Mistaking a variable-width encoding for a fixed-width one is specifically a UTF-16 problem. UTF-8 is so obviously not fixed-width that such an error could not happen by a mistake, because even before widespread use of emojis, multibyte sequences were not in any way a corner case for UTF-8 text (for additional reference, compare UTF-16 String APIs in Java/JavaScript/etc. with UTF-8 ones in, say, Rust and Go, and see which ones allow you to easily split a string where you shouldn't be able to, or access "half-chars" as a datatype called "char".)
I mean, I think we're both in the realm of [citation needed] here. I would argue that people index into strings quite a lot--whether that's because we thought UCS-2 would be enough for anybody or UTF-8 == ASCII and "it's probably fine" is academic. The solution is the same though: don't index into strings, don't assume an encoding until you've validated. That makes any "advantage" UTF-8 has disappear.
If you really think no one made this mistake with UTF-8, just read up on Python 3.
The difference is that with UTF-8 you're much more likely to trip over those bugs in random testing. With UTF-16 you're likely to pass all your test cases if you didn't think to include a non-BMP character somewhere. Then someone feeds you an emoji character and you blow up.

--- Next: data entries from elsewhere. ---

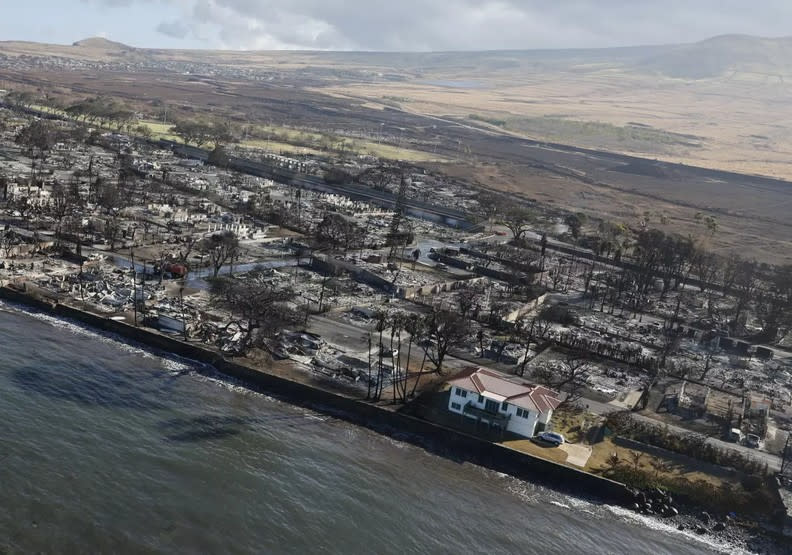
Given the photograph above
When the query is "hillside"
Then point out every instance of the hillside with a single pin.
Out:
(722, 55)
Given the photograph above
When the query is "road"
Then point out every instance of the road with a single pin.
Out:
(353, 337)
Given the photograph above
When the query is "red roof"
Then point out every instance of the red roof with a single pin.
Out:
(507, 388)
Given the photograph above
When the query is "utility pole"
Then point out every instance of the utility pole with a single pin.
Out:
(134, 283)
(786, 460)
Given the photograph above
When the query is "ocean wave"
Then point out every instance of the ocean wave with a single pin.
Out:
(174, 364)
(660, 526)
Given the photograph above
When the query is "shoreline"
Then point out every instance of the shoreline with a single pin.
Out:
(436, 439)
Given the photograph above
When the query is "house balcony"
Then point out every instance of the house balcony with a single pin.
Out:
(495, 419)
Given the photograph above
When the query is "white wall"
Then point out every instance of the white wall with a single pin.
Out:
(517, 424)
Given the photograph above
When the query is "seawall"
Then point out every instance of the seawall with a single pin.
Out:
(437, 439)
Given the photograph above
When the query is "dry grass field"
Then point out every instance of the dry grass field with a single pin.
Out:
(473, 116)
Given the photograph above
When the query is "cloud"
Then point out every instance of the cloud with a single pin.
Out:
(463, 24)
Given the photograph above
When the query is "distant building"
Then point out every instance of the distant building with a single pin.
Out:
(503, 402)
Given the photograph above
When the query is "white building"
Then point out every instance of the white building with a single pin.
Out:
(500, 401)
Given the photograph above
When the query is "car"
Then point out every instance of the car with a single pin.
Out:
(552, 437)
(735, 435)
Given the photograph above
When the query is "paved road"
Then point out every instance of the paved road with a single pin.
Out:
(352, 337)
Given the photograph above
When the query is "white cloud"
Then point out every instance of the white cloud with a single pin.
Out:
(464, 24)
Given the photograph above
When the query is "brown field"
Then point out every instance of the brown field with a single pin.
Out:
(476, 111)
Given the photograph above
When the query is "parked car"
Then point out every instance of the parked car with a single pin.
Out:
(552, 437)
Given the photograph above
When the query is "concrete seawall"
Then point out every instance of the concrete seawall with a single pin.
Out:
(437, 439)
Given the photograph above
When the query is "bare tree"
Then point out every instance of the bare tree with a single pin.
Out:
(221, 248)
(259, 306)
(570, 376)
(443, 331)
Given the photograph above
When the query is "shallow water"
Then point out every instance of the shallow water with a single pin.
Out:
(106, 447)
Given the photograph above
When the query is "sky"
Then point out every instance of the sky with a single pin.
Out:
(400, 25)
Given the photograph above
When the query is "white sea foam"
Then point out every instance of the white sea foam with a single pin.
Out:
(655, 524)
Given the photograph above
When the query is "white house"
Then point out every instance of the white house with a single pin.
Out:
(500, 401)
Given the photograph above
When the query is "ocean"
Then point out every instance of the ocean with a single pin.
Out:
(107, 447)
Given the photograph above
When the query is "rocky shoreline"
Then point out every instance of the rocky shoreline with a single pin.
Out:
(723, 530)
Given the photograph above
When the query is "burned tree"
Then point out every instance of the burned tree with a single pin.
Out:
(569, 375)
(443, 330)
(258, 305)
(221, 248)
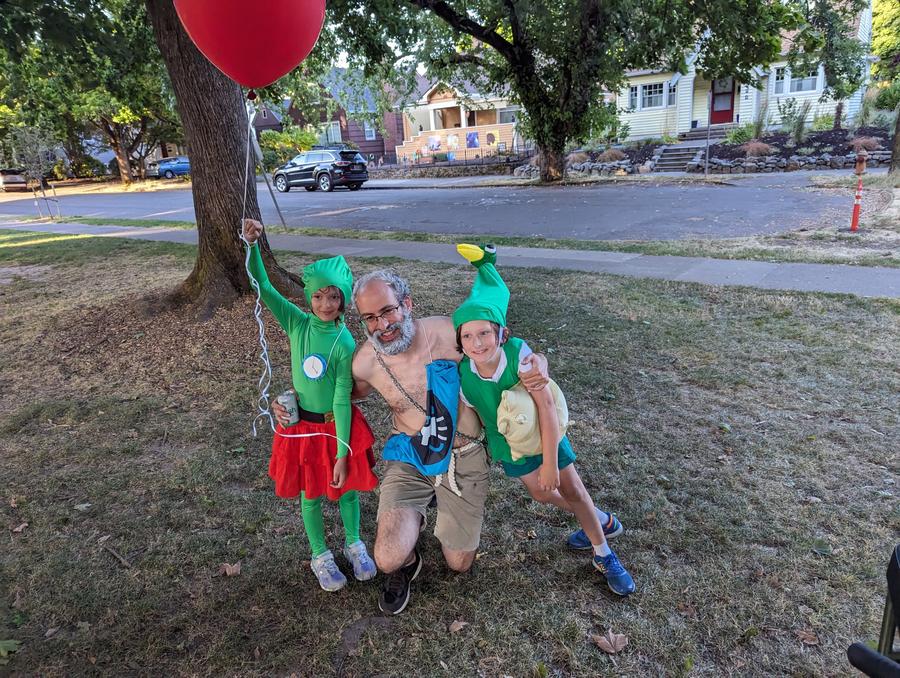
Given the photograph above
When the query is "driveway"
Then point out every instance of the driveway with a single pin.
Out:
(748, 205)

Yeah, ASCII is such a powerful mental model that I think anyone working with Unicode made a lot of concessions to convert people, no argument there. But I think we need to say we're done with that and move on to phase 2. Here's what I advocate:
- Encodings should be configurable. Programmers get to decide what format their strings are internally, users get to decide what encoding programs use when dealing with filenames or saving data to disk, etc. Defaults matter, and we should employ smarts, but we should never say "I know best" and remove those knobs.

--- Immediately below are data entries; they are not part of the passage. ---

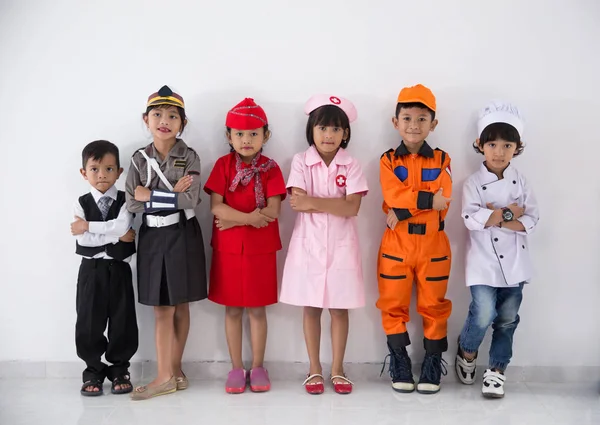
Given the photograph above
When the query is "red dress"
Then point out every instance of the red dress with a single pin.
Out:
(244, 267)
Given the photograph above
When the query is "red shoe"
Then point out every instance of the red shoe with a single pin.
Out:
(341, 387)
(314, 387)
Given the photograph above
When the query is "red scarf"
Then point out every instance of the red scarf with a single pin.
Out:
(244, 175)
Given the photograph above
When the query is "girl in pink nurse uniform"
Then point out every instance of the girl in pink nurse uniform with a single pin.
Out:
(323, 266)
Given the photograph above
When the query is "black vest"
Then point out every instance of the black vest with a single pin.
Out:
(118, 251)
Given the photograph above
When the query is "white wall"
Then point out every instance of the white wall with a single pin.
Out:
(74, 71)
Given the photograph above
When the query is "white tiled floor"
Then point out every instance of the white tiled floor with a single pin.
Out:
(57, 402)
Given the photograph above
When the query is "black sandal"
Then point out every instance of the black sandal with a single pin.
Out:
(95, 383)
(121, 380)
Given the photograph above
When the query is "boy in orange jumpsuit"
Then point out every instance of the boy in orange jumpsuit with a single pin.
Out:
(417, 186)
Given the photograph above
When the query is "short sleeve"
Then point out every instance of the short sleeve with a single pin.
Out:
(355, 179)
(296, 178)
(217, 180)
(275, 183)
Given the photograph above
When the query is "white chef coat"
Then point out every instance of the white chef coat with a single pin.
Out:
(497, 256)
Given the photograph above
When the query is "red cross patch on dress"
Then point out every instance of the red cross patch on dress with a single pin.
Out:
(340, 181)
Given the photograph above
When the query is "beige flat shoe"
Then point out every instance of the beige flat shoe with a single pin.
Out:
(182, 382)
(145, 392)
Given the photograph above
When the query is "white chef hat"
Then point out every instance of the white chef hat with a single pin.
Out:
(499, 111)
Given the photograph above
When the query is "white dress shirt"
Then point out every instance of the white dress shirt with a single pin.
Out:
(104, 232)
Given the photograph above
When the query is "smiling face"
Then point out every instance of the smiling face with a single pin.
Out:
(414, 125)
(102, 173)
(248, 143)
(164, 122)
(498, 154)
(328, 139)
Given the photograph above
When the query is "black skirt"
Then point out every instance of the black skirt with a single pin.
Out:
(171, 264)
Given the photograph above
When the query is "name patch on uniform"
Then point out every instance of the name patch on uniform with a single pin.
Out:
(430, 174)
(340, 180)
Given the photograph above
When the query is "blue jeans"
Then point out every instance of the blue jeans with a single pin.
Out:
(498, 307)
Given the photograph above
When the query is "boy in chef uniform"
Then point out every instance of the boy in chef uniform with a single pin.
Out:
(500, 211)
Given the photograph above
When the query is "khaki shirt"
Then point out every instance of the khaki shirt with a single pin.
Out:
(180, 161)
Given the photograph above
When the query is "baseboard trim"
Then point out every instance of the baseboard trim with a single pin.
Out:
(291, 371)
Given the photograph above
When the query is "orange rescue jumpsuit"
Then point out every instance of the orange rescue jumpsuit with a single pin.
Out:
(417, 248)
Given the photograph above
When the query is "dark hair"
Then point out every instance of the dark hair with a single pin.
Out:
(97, 150)
(179, 109)
(500, 130)
(409, 105)
(328, 116)
(265, 128)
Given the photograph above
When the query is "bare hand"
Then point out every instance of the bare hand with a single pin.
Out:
(224, 224)
(128, 237)
(258, 220)
(297, 191)
(142, 194)
(183, 184)
(516, 210)
(79, 226)
(299, 201)
(391, 219)
(440, 202)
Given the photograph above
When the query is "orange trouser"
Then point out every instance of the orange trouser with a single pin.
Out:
(404, 258)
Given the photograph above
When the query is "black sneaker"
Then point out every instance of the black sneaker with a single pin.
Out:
(465, 369)
(434, 366)
(400, 370)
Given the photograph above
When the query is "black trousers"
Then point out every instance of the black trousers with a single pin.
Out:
(105, 294)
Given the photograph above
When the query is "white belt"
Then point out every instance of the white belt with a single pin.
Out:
(162, 221)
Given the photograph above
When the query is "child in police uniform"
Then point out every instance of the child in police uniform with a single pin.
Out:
(164, 184)
(500, 211)
(246, 189)
(105, 241)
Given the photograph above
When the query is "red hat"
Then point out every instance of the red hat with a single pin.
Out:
(246, 115)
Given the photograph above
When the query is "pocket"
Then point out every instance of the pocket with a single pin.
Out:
(392, 267)
(438, 269)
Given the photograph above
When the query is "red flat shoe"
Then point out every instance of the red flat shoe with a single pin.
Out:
(341, 387)
(315, 387)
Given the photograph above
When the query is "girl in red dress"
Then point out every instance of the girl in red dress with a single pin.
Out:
(246, 189)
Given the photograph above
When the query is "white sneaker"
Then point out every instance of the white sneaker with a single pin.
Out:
(493, 384)
(465, 369)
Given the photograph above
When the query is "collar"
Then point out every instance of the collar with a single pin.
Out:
(312, 157)
(488, 177)
(425, 150)
(178, 150)
(111, 193)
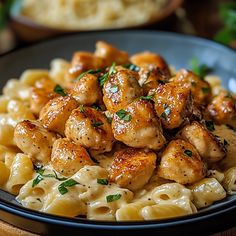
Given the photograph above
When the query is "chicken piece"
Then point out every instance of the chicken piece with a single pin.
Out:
(83, 61)
(138, 126)
(111, 54)
(86, 91)
(150, 61)
(173, 104)
(201, 90)
(90, 128)
(67, 157)
(121, 89)
(209, 147)
(223, 109)
(56, 112)
(181, 162)
(132, 168)
(33, 139)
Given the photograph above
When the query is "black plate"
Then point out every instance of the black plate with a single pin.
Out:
(178, 51)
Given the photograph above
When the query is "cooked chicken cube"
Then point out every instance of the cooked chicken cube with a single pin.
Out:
(173, 104)
(86, 91)
(33, 139)
(83, 61)
(67, 157)
(121, 89)
(200, 89)
(209, 147)
(132, 168)
(90, 128)
(182, 163)
(150, 61)
(223, 109)
(111, 54)
(138, 126)
(56, 112)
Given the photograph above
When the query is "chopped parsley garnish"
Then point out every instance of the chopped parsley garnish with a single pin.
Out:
(149, 97)
(81, 108)
(102, 181)
(62, 188)
(200, 69)
(88, 72)
(205, 90)
(114, 89)
(97, 123)
(210, 125)
(104, 78)
(188, 153)
(132, 67)
(58, 89)
(123, 115)
(111, 198)
(37, 180)
(166, 112)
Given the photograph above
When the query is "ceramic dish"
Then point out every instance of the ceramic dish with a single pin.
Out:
(178, 51)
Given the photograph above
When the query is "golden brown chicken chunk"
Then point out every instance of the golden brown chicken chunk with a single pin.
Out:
(150, 61)
(56, 112)
(86, 91)
(83, 61)
(223, 109)
(33, 139)
(132, 168)
(181, 162)
(138, 126)
(209, 147)
(121, 89)
(201, 90)
(67, 157)
(90, 128)
(111, 54)
(173, 104)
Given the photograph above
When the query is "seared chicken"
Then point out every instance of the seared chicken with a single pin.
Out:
(111, 54)
(56, 112)
(182, 163)
(121, 89)
(90, 128)
(86, 91)
(67, 157)
(201, 90)
(132, 168)
(33, 139)
(138, 126)
(173, 104)
(208, 146)
(223, 109)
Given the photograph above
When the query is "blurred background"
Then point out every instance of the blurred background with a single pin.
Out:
(23, 22)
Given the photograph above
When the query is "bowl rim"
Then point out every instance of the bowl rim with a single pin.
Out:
(16, 17)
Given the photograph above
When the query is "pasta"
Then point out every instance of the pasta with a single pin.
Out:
(85, 138)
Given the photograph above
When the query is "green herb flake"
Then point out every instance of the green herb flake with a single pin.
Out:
(58, 89)
(37, 180)
(114, 89)
(97, 123)
(88, 72)
(132, 67)
(149, 97)
(123, 115)
(102, 181)
(210, 125)
(62, 188)
(205, 90)
(111, 198)
(188, 153)
(199, 69)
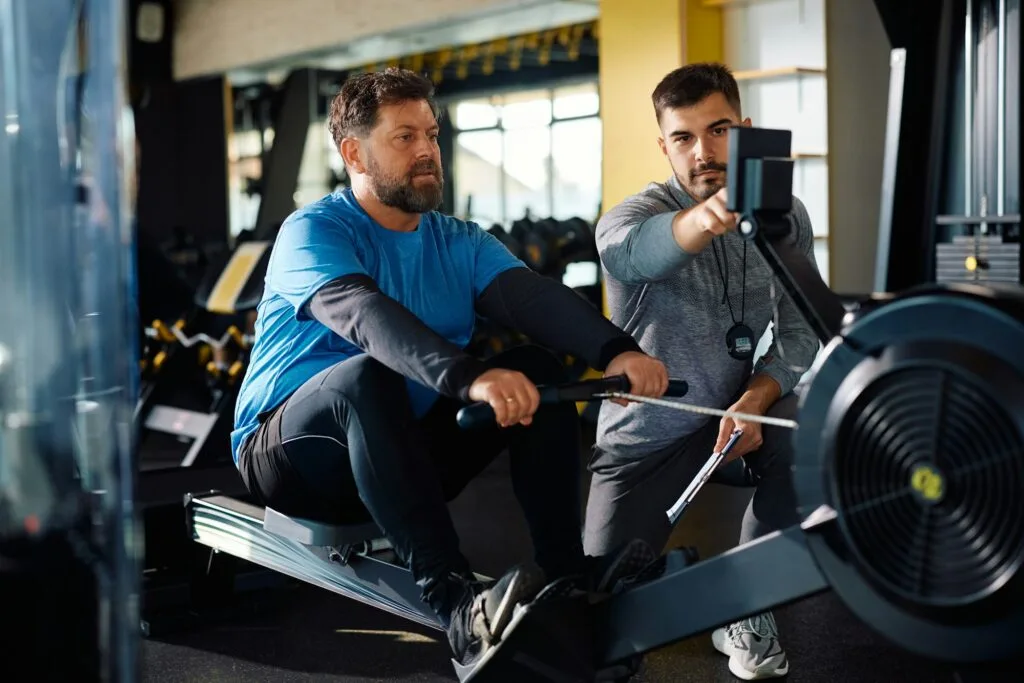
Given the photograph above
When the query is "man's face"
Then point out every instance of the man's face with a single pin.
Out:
(695, 140)
(402, 160)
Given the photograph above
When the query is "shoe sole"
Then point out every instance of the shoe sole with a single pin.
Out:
(764, 671)
(631, 560)
(523, 588)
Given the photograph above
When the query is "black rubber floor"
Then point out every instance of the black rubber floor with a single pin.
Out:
(307, 634)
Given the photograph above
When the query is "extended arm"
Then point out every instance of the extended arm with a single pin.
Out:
(646, 239)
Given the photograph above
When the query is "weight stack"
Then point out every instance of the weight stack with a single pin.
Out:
(978, 259)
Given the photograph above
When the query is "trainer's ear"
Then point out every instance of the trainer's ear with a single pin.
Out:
(351, 151)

- Engineers need to internalize that "strings" conceal mountains of complexity (because written language is complex), and default to using libraries, to manage them. We should start view manual string manipulation as an anti-pattern. There isn't an encoding out there that we can all standardize on that makes this untrue, again because written language is complex.
But is it really a plurality? Portuguese, English, Spanish, Turkish, Vietnamese, French, Indonesian and German are stored more efficiently in UTF-8 while Chinese, Korean and Japanese are stored less effeciently. My gut feel is that more people use the Latin script than people using CJK scripts. Indic scripts, Thai, Cyrillic, etc are stored using two bytes in both UTF-8 AND UTF-16.
Looking at the basic multilingual plane [1], UTF-8 will use > 2 bytes to encode essentially anything that isn't:
* ASCII/Latin
* Cyrillic
* Greek
* Most of Arabic
That leaves out:
* China
* India
* Japan
* Korea
* All of Southeast Asia
Re: markup, think about any text that's in a database, stored in RAM, or stored on a disk--relatively little of it will be in noisy ASCII markup formats like HTML or XML.
It couldn’t be further from the truth. Unix paths don’t need to be valid UTF-8 and most programs happily pipe the mess through into text that should be valid. (Windows filenames don’t have to be proper UTF-16 either)
Rust is one of the few programming languages that correctly doesn’t treat file paths as strings.